Narrowing the focus for a team down to the quarterback is not always a fair approach, as we've seen with the criticism of Tony Romo while playing alongside a horrid defense. Here, however, it fits the bill, because the Bengals have the defense, run game and superstar (A.J. Green) necessary to dive deep into the postseason.
Farrar: Buy with caution. Quarterback Andy Dalton won the Week 14 AFC Offensive Player of the Week award, and though Peyton Manning would probably like a recount, Dalton does have the ability to get on a hot streak, as he showed through October. However, he can also stay cold for weeks at a time, which is fairly typical of young quarterbacks who are still learning to read defenses. Dalton is the key to Cincinnati's playoff hopes -- he's been scalded in two career postseason games, and it's clear that the rest of the roster is playoff caliber, even without All-World defensive tackle Geno Atkins. I'm not sure Dalton will ever be the kind of quarterback who can lead his team to a Super Bowl, but he can stay at a level pace -- he won't be a Rex Grossman or Trent Dilfer, dragged kicking and screaming into the biggest game of his life by a great defense and nothing else. In other words, get Dalton on a tear, and the Bengals could indeed go very far in the posteason.
Kansas City Chiefs
Burke: Buy. Despite their torrid 9-0 start, I view the Chiefs in much the same way that I do the Bengals. This team could get hot in the postseason, if its defense shows up and Alex Smith plays well. It also could bow out rather meekly in Round 1 and no one would bat an eye.

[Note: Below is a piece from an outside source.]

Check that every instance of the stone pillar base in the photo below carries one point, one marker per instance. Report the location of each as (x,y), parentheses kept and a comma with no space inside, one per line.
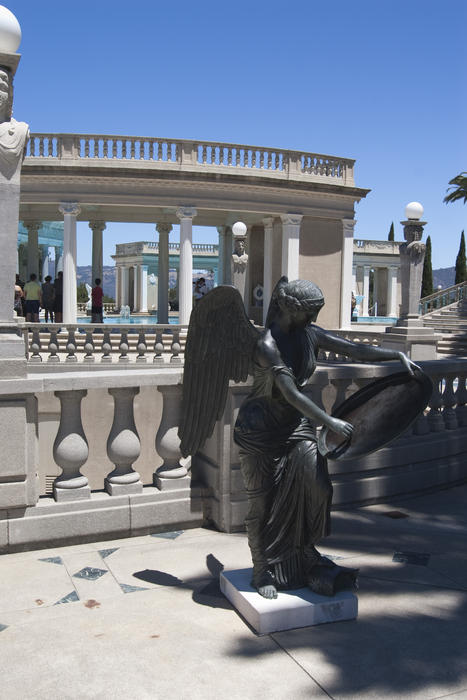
(79,494)
(123,489)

The Chiefs' chances will come down to which of their 2013 defenses is the real thing -- the one that held its first nine opponents to 17 points or fewer; or the one that Denver lit up twice and San Diego hung 41 against. If it's the former, Kansas City might be able to follow in Baltimore's footsteps to the Vince Lombardi trophy.
Farrar: Sell. Now here's a confounding team. It's hard to take anything away from Kansas City's 45-10 win over the Redskins last Sunday, because the Redskins are self-destructing in ways that are original even for them. In their three games before the Washington win, a Chiefs defense that led the NFL in sacks by a prohibitive margin had just one quarterback takedown and lost three straight games. Bob Sutton has done a wonderful job in his first year as the team's defensive coordinator, but the simple fact is that Kansas City has not been able to hold quality offenses down, and that's obviously going to be a problem in the playoffs. The problem is compounded by the fact that Alex Smith is the kind of quarterback who needs a sound running game and great defense to win in the postseason -- and even then, it's certainly no guarantee. Unless their defense finds a way forward, the Chiefs could be a paper tiger in the postseason.